Recent events in the UK beg similar questions. In jagged contrast with our crises of rising homelessness, growing hunger and widespread poverty we have grossly iniquitous corporate failures, outright greed and tax dodging from rentier landlords, and billionaires acting like reproachful toddlers handing back their broken and unprofitable train sets. Feather-bedded socialism for the rich and devil-take-the-hindmost capitalism for everybody else is not a recipe for long-term stability or happiness.
We know that the wealth to fix our social problems (many times over) already exists. It’s just concentrated in too few hands that too often seem unwilling to work for the common good, either through productive investment or by paying taxes. The upshot is an increasingly divided and sclerotic economic and social system. Torsten Bell from the Resolution Foundation in a recent article on UK wealth inequality (paraphrasing the French economist Thomas Piketty) comments that “who was born with what and who marries whom might make for a good Jane Austen novel, but it can’t be an acceptable answer to the kind of country we want to build.”

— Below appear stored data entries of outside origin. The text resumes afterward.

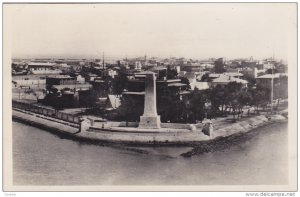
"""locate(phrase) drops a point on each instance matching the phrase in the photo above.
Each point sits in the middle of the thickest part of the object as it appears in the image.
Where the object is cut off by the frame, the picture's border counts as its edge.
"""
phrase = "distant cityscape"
(113, 89)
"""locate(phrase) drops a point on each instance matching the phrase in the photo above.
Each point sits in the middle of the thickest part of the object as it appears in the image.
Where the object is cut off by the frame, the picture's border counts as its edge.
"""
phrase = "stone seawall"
(130, 136)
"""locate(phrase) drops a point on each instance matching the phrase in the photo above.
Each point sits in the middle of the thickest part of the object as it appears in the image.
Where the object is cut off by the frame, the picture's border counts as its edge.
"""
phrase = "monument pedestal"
(150, 119)
(150, 122)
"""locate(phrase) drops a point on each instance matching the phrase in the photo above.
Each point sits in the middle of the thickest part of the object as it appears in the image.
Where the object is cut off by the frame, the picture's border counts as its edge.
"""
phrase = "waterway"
(41, 158)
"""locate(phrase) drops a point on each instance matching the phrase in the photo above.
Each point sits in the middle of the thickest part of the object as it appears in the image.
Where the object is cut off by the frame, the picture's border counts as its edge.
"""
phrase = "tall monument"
(150, 119)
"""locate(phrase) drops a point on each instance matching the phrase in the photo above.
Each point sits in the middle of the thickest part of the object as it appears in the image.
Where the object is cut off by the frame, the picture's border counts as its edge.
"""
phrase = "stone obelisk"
(150, 119)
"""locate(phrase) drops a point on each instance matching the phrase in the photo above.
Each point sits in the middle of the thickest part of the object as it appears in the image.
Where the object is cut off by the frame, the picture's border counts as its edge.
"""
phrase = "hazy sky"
(190, 30)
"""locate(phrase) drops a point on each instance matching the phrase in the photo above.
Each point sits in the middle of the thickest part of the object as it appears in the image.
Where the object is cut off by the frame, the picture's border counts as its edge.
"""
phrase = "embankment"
(221, 135)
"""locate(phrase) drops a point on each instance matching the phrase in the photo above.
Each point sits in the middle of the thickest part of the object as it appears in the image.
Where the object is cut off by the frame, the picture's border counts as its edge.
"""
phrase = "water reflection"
(41, 158)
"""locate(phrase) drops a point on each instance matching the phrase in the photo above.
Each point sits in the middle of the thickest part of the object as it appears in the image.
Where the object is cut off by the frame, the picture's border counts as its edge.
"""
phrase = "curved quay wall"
(115, 132)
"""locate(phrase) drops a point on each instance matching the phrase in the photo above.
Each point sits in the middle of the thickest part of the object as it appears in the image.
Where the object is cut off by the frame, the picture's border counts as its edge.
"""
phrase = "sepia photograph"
(150, 97)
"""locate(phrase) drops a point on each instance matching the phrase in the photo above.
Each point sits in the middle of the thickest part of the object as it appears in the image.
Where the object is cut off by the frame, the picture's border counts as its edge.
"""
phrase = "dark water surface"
(41, 158)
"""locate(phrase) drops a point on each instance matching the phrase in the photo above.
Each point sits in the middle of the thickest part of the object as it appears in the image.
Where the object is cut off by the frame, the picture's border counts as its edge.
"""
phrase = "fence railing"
(46, 111)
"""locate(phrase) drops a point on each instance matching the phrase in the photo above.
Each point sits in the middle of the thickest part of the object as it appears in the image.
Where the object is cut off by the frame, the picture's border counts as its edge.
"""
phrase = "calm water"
(41, 158)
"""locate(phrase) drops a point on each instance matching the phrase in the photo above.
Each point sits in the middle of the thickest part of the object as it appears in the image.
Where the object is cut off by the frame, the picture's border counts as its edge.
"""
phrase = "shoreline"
(192, 139)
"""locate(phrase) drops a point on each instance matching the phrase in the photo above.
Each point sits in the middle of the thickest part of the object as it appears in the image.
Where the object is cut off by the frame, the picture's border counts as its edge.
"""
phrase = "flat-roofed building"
(43, 68)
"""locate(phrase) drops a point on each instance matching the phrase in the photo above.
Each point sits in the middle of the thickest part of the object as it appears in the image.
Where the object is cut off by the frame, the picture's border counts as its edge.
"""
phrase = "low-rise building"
(43, 68)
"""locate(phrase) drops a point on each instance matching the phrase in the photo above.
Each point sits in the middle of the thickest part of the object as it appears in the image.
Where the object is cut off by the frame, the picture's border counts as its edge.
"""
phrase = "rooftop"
(73, 86)
(41, 64)
(228, 79)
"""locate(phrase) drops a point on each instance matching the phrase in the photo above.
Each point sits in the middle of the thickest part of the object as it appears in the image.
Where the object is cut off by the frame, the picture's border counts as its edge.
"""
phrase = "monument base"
(149, 122)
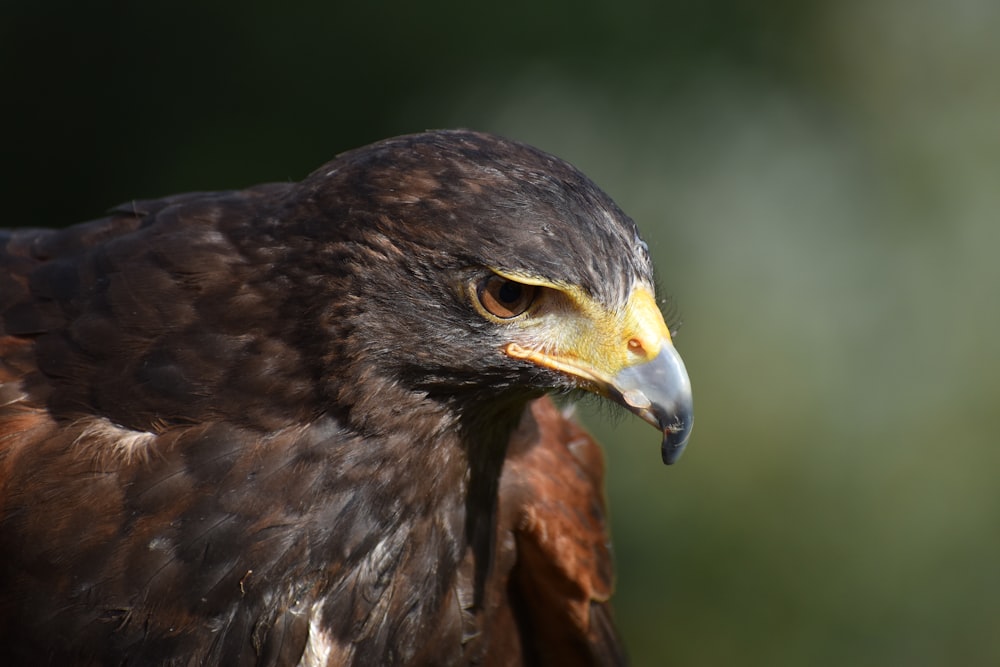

So, the rich in the UK and across the world have a choice: they can either continue to see people and planet merely as resources for them to exploit for their own enrichment, or they can join in the efforts to slash inequality, eradicate poverty and transition to a sustainable economic model. If they continue to make the wrong choices then more and more people will inevitably ask: what use are the rich and why do we tolerate them?